There are lots of things that you can do preventatively to avoid insect bites. Choosing the right measures to take often depends on the type of insect you want to avoid. Here's a little more information about common pests:

Horseflies

Horseflies love warmth and damp and prefer sunny or partially shaded, sheltered places. They tend to become more aggressive in higher temperatures. Horsefly bites tend to swell up and, but can also carry diseases like lyme disease, anthrax or infectious anaemia.

Damselfly

Damselflies don't sting, but they do lay their eggs in horses's coats. This causes itching, which the horse tries to relieve by biting the area. When the horse bites this area of their coat, they may ingest some of the eggs. The eggs are flushed out of the body in the horse's poop, where they then make themselves at home in the soil.

Mosquitos

The warmer it gets and the less windy it is, the higher mosquitos can fly (up to 100 metres). When it is rainy or windy, mosquitos tend to stay closer to the ground. They also bite mostly at night, causing itching, allergic reactions, or in cases of too many bites, cardiovascular failure. They can also transmit diseases like lyme disease.

Biting Midges

Biting Midges are especially active at dawn and dusk and live near water source. They always attack in swarms, but have less severe bites than black flies. The stitches are itchy and cause sweet itch.

Black flies

Black flies swarm over grazing animals in large swarms, which can be very dangerous.

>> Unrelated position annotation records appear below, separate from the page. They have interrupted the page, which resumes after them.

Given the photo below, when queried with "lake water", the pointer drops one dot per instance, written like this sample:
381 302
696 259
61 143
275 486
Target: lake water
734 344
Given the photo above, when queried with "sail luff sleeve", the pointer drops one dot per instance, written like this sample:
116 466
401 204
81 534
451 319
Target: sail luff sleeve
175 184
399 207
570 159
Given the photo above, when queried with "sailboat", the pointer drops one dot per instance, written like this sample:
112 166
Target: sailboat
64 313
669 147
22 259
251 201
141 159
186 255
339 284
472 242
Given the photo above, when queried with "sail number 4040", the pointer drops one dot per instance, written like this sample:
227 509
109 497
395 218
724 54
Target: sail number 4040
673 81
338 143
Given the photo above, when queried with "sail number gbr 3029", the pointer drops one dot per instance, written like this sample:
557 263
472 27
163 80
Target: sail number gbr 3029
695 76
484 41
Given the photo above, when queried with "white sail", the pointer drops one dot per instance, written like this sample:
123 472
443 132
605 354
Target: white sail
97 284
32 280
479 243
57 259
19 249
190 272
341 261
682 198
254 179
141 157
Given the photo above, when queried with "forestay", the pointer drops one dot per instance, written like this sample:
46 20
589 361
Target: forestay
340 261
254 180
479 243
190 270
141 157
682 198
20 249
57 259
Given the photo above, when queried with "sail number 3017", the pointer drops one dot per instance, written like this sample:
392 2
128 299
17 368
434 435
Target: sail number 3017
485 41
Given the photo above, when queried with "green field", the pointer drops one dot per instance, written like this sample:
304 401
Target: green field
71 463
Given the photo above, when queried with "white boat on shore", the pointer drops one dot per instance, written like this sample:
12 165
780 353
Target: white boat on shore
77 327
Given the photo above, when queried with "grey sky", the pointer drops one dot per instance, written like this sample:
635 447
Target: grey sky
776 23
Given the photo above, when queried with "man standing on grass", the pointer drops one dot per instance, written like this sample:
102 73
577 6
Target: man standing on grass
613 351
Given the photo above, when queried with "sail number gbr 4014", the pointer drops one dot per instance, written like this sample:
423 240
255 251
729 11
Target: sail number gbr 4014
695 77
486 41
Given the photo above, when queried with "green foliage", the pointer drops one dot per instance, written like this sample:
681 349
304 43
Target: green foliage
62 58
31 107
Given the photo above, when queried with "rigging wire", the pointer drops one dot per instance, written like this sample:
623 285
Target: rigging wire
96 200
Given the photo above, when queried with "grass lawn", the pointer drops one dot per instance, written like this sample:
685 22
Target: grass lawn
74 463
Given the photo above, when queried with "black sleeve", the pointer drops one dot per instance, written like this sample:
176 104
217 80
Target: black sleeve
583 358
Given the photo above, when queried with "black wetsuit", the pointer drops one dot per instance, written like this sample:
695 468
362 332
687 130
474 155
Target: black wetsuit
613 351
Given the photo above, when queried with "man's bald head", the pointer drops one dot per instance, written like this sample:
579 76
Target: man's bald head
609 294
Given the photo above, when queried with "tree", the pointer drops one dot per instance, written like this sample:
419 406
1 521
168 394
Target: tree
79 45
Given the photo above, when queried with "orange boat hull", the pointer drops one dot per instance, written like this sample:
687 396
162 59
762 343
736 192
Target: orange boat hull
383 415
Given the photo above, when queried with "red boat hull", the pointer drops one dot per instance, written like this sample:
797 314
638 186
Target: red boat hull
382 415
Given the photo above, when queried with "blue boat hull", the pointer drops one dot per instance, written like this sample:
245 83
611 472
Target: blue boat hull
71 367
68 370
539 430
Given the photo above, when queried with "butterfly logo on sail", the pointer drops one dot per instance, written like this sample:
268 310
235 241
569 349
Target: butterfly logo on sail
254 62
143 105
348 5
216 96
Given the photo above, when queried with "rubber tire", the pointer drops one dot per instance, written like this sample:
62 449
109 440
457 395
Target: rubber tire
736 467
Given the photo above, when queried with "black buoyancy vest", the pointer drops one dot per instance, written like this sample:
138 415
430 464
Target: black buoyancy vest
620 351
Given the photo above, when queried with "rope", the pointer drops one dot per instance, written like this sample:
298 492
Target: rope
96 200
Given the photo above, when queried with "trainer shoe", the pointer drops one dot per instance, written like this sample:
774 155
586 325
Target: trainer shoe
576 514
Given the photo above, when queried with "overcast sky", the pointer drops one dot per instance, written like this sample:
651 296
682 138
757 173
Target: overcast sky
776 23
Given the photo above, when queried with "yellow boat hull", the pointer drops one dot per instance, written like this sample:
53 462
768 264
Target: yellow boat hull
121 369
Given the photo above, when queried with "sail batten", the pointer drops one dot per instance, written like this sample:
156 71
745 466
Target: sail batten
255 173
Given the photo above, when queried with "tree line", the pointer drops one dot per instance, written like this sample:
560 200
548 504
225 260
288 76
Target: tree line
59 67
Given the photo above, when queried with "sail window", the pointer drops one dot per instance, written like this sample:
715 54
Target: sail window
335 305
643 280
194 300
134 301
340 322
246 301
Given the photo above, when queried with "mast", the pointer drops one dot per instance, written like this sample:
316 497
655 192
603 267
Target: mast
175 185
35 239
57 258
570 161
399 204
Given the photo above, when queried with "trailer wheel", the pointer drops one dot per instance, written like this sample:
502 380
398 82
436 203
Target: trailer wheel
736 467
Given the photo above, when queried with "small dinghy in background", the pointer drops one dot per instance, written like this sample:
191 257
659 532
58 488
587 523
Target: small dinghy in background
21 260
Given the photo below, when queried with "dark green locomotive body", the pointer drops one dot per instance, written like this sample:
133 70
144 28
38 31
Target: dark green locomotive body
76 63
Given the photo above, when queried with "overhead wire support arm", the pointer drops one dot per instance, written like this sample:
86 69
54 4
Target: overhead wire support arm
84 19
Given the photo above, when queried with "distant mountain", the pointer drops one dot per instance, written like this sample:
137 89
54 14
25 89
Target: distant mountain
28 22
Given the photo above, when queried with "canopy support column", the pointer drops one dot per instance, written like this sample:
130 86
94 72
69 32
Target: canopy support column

They live on flowing water in sheltered places. They tend to bite in areas where horses have little hair, like around the ears, belly or genitals. Stings can cause bruising, skin irritation, allergic reactions, sweet itch or colic. If the horses suffers too many bites it can go into toxic shock, which can have fatal consequences.

Preventative measures

Now that you know more about which types of insects might be annoying your horses, you can prepare for how to prevent them from getting close. Here are a few tips:

  • Attach screens to the windows and doors of your horse's stall.
  • Try to avoid pastures near forests, water, or mud.
  • Breezy pastures offer the best relief from stinging insects.
  • Try to make the stable a cosy place for beneficial insects or animals like spiders, bats or swallows.
  • Keep the barn as clean and free of manure as possible as it reduces the areas where insects can lay eggs.
  • Finally, use supplementary feed with garlic and/or black cumin. For some horses, this works relatively well as an insect repellent.